Join Date: Feb 2008
Originally Posted by Sambo de Amigo
Id say you're on your own. Money isnt the issue i think the fight details are , weight , Championship fight etc etc.
Both camps want to have an edge and i think the only fair thing is meeting in the middle , the money will be good anyways and he will receive a massive bonus regardless.
It does seem pretty unsupported by other people, but I did find one person who has the same thought I did
Mar 10, 2011 - Dana White stated that if Georges St. Pierre defeats Jake Shields at UFC 129, he will move up to 185 pounds and fight Anderson Silva. He may be right, but the issue is far from settled. White apparently went ahead and made this proclamation without consulting St. Pierre, who appeared cool to the idea when asked about it on the UFC on Versus 3 post-fight show.
Fans have salivated over this fight for years, but there is one thing that truly stands in its way: money. If Dana White wants this fight, he is going to have to pay a lot to get it.
A Georges St. Pierre vs. Anderson Silva super fight is a monster revenue event for the UFC. UFC 129 in Toronto is sold out with a reported gate of $11 million. A GSP vs. Anderson Silva fight in Toronto would sell even more tickets at higher prices, and given the UFC's rumored deal with Stubhub, they would then pocket even more money on the secondary market. All in all, the company would probably gross upwards of $17-20 million at the gate alone.

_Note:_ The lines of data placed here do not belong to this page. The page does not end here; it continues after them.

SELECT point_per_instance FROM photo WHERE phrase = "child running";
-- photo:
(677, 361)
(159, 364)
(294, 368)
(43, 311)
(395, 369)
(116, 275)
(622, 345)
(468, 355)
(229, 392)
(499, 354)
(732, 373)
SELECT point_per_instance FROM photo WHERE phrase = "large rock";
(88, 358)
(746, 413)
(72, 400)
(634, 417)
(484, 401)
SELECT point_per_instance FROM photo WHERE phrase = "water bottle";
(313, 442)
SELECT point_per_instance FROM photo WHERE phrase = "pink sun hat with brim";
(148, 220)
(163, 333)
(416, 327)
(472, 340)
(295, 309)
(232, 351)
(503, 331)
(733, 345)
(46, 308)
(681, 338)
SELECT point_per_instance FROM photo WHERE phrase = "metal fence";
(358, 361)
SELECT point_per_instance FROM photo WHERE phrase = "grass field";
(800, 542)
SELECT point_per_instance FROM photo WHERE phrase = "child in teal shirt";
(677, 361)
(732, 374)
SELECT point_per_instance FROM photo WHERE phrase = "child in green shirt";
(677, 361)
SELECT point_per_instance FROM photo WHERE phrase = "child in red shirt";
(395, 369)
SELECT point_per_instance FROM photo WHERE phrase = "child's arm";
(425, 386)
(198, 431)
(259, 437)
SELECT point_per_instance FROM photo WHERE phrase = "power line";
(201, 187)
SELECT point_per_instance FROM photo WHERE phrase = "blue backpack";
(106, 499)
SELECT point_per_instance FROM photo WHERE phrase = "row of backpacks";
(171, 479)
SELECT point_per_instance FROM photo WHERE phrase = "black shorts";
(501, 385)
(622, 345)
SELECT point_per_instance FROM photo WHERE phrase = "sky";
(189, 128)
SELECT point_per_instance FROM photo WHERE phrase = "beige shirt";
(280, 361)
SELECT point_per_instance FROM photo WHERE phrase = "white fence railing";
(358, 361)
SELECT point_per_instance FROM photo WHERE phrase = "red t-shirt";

Estimating PPV buys is always difficult, but this fight would do a huge number. The only question is whether it would be the number one buyrate of all time or fall in just behind UFC 100. Given the fact that Anderson Silva just headlined a show against another Brazilian that did over 700,000 buys, I am comfortable estimating that this super fight will at the very least tie the UFC 100 record of 1.6 million buys. Industry sources suggest the UFC takes about $24 in revenue per PPV buy, which means that if my buyrate estimate is correct, PPV revenue would total $38.4 million.
The revenue story doesn't end there. The UFC takes in significant sponsorship revenue from Bud Light, Harley Davidson, Tapout, Boost Mobile, and other companies. In addition to their ongoing deals, they would be able to sell single event spots at a huge rate for a show of this magnitude, and they would also be able to make a lot of money selling in-arena sponsorship spots.
Further, although the UFC's international television deals are confidential, one can surmise that these deals bring in substantial revenue considering the large number of fans watching in Mexico, Australia, Europe, and the Philippines. Finally, the UFC also earns significant merchandise revenue at live events, with spending at prior events coming in at $16.36 per cap according to Sports Business Daily.
All told, a Georges St. Pierre vs. Anderson Silva super fight will probably gross over $60 million in revenue in a single night. Will the UFC's biggest star, Georges St. Pierre, be able to cash in?
Fans have predictably misunderstood St. Pierre's attitude regarding a potential move to 185. They believe he is "scared" or unsure about moving up. In reality, he is playing it cool in order to get the best deal possible. Who can blame him? He is the key player in the biggest fight in UFC history, he deserves a big piece of the pie.
A move to Middleweight is a huge career risk for St. Pierre. He stated that if he does move up in weight, he will put on enough muscle that moving back to 170 will no longer be an option. What happens if he loses? In order to justify his contract, he would probably be matched up against another big star in the Middleweight division. If he comes off a loss to Silva and gets matched up with the likes of Chael Sonnen or Yushin Okami, he'd be fighting wrestlers that have nearly 15 pounds on him. A loss to either one of them would mean one of the fastest falls from grace in UFC history. It is conceivable that in a period of nine months, he could end up across the table from UFC executives listening to them explain why his performance no longer justifies the millions of dollars he makes.
Georges St. Pierre is currently dominating the welterweight division and making millions of dollars in the process. He will likely be able to do that for years to come. It makes absolutely no sense for him to move up in weight unless there is a massive financial reward waiting for him.
Dana White publicly stated that $5 million is the biggest purse he's paid a fighter to date. Georges St. Pierre should make a lot more than that to move up in weight and fight a much bigger man in the biggest fight in UFC history. Would it be so outrageous for St. Pierre to ask the UFC to give him the first multi-year, guaranteed contract in UFC history in exchange for him taking such a huge risk?
After Georges St. Pierre defeats Jake Shields, the real negotiations for this fight will begin. As the parties negotiate, you'll hear a lot of empty talk about weight issues and complications regarding St. Pierre leaving his division. The real issue will be money.
For years, Dana White has castigated the sport of boxing for failing to put on the fights that fans want to see. If he's able to give the fans Georges St. Pierre vs. Anderson Silva while boxing fails to deliver Manny Pacquaio vs. Floyd Mayweather, it will serve as White's ultimate validation. If he chooses not to pay what it takes to make it happen, it will prove that he is no different than the boxing promoters he's spent years deriding.